Por: Sofía Cordero
La movilización popular ha sido, a lo largo de la historia, un recurso político ambivalente: puede ser la herramienta con la que los poderosos se apuntalan en el poder, o el arma con la que los pueblos limitan los abusos y conquistan derechos. Desde el peronismo en Argentina hasta el chavismo en Venezuela o las coreografiadas concentraciones fascistas en Italia y nazis en Alemania, los proyectos populistas y autoritarios de izquierda y de derecha han encontrado en las multitudes un escenario de legitimación. Los gobiernos muestran músculo en las calles para demostrar fuerza frente a opositores y amedrentar instituciones.
Ecuador no es ajeno a esa lógica. El actual Gobierno ha recurrido a la movilización como espectáculo de poder: primero, con una marcha contra la Corte Constitucional —una señal inquietante de intimidación institucional—; ahora, con una convocatoria en Guayaquil bajo el rótulo de “justicia y paz”. No importa que el discurso se revista de buenas intenciones: el recurso es el mismo que utilizaron Mao en China o Rafael Correa en su momento. La calle convertida en vitrina de obediencia.
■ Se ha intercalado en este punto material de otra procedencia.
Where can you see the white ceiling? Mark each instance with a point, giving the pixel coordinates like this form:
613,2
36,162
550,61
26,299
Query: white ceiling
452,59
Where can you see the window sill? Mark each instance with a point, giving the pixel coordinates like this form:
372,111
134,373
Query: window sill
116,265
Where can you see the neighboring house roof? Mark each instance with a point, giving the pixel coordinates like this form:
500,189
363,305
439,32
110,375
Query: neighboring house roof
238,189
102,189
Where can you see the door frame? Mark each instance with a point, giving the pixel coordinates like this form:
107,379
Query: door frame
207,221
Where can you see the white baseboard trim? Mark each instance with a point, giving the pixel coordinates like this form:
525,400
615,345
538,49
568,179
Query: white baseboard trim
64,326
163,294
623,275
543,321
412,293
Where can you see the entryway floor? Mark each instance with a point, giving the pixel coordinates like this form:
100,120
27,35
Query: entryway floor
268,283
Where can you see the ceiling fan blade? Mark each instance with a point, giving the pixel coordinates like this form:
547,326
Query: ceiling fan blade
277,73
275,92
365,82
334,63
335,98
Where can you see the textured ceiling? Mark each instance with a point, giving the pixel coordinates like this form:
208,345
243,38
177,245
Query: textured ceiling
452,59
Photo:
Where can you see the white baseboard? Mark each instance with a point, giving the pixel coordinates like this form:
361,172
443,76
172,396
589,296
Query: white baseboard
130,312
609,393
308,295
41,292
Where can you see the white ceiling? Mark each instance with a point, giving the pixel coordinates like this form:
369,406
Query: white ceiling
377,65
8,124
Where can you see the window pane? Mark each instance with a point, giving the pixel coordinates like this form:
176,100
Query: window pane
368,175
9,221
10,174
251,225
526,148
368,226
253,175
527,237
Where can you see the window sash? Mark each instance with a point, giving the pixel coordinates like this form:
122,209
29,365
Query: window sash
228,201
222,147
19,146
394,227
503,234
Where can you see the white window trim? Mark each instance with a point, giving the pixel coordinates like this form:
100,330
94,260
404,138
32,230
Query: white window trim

Pero a la par, la historia también ha mostrado cómo las calles pueden ser el espacio desde el cual se abren horizontes democráticos: ahí están las marchas del movimiento por los derechos civiles en Estados Unidos, las movilizaciones que, en el Este de Europa y en América Latina, sostuvieron transiciones hacia la democracia. Cuando las poblaciones de Azuay y Cuenca se levantan contra el proyecto minero Loma Larga en Quimsacocha, lo hacen para poner límites al poder, para frenar corrupción e injusticias, para defender el agua. Esa movilización busca garantizar condiciones de vida dignas para el presente y el futuro.
Ahí está la diferencia crucial. La movilización desde arriba intenta blindar al poder; la que surge desde abajo abre grietas en los muros de la arbitrariedad. La historia enseña que, sin esas irrupciones autónomas, ninguna democracia se profundiza y ningún derecho se conquista de verdad.